»  Home »  Stata News »  Vol 33 No 4 »  User's corner

## User's corner: Machine learning

Interested in machine learning? Lasso? Support vector machines? Boosted regression? Other algorithms? Stata's user community has developed packages for a variety of machine learning techniques.

The list below groups the machine learning packages by the type of algorithm they provide. To learn more, click on the name of the package or command. You can also open Stata and type the corresponding ssc describe or net command to read more about the command and learn how to install it.

### Lasso, elastic net regression, and ridge regression:

LASSOPACK is a suite of programs developed by Achim Ahrens, Christian Hansen, and Mark Schaffer that includes the lasso2, cvlasso, and rlasso commands. These commands provide features including lasso, square-root lasso, elastic net, ridge regression, adaptive lasso estimation, and cross-validation.

. ssc describe lassopack


PDSLASSO was also developed by Achim Ahrens, Christian Hansen, and Mark Schaffer. It includes the psdlasso and ivlasso commands for estimation and causal inference in models with endogeneity. Two estimation methods are provided—post-double-selection and post-regularization.

. ssc describe pdslasso


elasticregress was developed by Wilbur Townsend. This command performs elastic net-regularized regression, including lasso and ridge regression.

. ssc describe elasticregress


sivreg, developed by Helmut Farbmacher, performs adaptive lasso for a linear instumental-variables regression with some invalid instruments.

. ssc describe sivreg


krls was developed by Jeremy Ferwerda, Jens Hainmueller, and Chad Hazlett. This command performs kernel-based regularized least squares. It is described in detail here.

. ssc describe krls


plogit, developed by Tony Brady and Gareth Ambler, performs penalized logistic regression, including lasso.

. net describe plogit, from(http://www.homepages.ucl.ac.uk/~ucakgam/stata)

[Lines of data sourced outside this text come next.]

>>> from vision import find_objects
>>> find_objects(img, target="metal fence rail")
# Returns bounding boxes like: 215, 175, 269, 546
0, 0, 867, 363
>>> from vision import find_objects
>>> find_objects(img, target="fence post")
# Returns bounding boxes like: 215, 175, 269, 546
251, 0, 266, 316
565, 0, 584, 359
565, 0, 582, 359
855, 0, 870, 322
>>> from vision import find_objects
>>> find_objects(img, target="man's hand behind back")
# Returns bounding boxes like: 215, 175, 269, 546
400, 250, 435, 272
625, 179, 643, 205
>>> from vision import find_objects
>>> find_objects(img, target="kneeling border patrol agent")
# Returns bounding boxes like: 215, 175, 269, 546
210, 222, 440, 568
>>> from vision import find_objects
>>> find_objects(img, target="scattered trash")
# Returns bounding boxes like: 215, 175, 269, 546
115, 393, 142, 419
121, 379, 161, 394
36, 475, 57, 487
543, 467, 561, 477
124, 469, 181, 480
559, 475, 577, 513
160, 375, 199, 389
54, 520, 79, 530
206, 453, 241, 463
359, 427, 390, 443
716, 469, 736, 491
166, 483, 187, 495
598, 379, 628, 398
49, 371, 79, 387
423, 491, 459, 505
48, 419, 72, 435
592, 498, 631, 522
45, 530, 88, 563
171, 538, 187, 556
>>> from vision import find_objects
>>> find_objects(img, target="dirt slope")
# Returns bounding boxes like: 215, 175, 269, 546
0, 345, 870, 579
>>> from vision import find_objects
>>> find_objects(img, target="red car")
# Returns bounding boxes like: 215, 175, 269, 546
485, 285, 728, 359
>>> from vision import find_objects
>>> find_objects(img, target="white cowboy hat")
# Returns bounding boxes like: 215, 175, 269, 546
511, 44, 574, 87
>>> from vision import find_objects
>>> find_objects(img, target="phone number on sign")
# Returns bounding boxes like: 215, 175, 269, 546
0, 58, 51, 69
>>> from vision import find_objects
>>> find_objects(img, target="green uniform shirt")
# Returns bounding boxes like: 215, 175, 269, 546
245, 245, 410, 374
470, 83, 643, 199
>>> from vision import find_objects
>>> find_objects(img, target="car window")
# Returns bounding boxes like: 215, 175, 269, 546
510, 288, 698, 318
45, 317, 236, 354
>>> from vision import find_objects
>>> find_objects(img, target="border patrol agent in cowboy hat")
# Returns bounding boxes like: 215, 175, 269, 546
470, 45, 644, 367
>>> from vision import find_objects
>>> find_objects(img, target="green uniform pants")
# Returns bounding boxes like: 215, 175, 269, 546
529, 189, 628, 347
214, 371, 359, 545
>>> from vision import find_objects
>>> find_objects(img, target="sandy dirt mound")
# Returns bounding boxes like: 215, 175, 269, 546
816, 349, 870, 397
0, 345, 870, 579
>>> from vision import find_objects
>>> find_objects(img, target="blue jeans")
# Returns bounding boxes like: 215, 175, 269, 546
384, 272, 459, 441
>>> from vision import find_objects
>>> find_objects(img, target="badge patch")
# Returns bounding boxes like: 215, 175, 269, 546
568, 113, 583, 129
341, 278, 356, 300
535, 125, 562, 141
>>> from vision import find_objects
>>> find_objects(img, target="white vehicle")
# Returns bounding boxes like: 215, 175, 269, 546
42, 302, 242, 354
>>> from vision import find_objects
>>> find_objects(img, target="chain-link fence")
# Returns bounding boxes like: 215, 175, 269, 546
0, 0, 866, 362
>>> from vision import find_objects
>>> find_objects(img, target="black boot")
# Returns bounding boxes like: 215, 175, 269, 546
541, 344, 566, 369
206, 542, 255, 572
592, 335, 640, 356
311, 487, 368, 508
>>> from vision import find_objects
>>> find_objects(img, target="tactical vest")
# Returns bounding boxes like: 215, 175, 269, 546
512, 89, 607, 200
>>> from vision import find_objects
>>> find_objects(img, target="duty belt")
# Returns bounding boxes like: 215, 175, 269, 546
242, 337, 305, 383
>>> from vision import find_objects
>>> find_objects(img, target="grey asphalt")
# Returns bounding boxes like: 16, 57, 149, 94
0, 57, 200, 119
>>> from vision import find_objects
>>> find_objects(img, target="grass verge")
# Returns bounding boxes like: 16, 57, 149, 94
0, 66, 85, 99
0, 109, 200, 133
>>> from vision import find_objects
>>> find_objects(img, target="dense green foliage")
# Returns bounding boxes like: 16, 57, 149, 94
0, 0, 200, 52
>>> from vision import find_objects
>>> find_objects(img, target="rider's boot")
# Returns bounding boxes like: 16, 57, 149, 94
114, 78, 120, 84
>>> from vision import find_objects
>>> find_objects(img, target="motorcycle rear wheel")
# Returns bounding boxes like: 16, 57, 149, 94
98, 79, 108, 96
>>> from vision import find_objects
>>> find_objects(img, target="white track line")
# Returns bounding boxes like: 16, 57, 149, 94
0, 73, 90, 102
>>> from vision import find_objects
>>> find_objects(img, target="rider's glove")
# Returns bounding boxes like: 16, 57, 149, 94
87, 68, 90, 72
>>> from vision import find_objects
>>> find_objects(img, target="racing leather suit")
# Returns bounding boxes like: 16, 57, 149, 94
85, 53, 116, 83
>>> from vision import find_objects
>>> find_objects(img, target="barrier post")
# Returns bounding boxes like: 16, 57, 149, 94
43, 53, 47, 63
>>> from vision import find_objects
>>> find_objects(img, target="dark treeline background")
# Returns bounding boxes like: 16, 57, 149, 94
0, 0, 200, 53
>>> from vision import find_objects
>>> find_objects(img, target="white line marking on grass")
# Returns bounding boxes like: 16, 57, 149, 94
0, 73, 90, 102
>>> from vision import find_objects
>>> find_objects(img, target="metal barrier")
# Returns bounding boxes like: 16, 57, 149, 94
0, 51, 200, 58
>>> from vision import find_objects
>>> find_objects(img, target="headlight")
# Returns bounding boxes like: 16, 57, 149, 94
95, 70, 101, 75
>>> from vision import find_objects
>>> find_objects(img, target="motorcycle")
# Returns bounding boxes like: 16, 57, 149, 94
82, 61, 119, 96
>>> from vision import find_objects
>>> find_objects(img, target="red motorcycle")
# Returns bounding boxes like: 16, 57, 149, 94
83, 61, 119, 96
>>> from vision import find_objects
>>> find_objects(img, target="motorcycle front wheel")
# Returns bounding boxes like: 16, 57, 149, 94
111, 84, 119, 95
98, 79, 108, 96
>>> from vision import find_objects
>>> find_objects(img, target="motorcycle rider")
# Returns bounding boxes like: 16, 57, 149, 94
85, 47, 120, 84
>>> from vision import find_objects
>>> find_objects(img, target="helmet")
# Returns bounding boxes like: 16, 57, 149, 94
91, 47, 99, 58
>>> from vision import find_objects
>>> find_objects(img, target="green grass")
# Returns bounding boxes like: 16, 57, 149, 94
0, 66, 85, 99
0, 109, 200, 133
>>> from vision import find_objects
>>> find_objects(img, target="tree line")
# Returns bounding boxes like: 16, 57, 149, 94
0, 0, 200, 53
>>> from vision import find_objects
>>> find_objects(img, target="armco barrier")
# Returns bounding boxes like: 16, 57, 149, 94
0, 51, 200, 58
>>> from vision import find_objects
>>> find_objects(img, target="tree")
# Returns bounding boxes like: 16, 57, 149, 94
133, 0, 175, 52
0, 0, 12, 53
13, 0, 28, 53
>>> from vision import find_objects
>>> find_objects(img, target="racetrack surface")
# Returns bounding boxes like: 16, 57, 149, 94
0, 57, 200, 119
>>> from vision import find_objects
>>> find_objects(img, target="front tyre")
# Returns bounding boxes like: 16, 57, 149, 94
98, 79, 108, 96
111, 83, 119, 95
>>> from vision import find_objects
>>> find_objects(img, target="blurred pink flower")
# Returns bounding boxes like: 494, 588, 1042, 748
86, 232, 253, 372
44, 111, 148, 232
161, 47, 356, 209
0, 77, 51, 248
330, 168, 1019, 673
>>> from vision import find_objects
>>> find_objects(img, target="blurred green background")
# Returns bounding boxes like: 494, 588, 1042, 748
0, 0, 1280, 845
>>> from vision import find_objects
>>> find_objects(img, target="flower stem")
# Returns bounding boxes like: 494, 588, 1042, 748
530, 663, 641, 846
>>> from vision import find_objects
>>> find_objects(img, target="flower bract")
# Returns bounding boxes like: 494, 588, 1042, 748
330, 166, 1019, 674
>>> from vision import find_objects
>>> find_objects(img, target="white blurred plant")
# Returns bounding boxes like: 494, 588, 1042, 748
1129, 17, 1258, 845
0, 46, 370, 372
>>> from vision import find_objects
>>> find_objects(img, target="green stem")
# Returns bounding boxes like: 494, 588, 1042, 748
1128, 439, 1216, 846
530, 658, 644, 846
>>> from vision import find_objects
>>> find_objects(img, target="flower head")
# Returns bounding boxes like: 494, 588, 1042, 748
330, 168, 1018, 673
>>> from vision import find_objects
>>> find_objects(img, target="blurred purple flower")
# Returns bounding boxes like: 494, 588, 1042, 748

lars was developed by Adrian Mander and provides the least-angle regression (LARS) model-building algorithm.

. ssc describe lars


### Support vector machines:

svmachines was developed by Nick Guenther and Matthias Schonlau. This command provides the support vector machine (SVM) algorithm and can be applied to continuous, binary, and categorical outcomes.

. net sj 16-4  st0461


### Boosted regression:

boost, a plugin developed by Matthias Schonlau, performs boosted regression.

. net sj 12-2 st0087_1


### Regression trees:

chaid was developed by Joseph Luchman. This command provides the chi-square automatic interaction detection (CHAID) and exhaustive CHAID algorithms.

. ssc describe chaid


cart, developed by Wim van Putten, performs classification and regression tree analysis for failure-time data.

. ssc describe cart


### Random decision forests:

chaidforest, developed by Joseph Luchman, conducts random decision forests ensemble classification using CHAID as the base learner.

. ssc describe chaidforest


### Latent Dirichlet allocation:

ldagibbs was developed by Carlo Schwarz. This command provides a Gibbs sampling algorithm for latent Dirichlet allocation (LDA) for clustering of text strings.

. net sj 18-1 st0515


And don't forget Stata's official commands. For instance, the commands for linear regression, logistic regression, discriminant analysis, cluster analysis, and principal component analysis can also be used as tools for machine learning.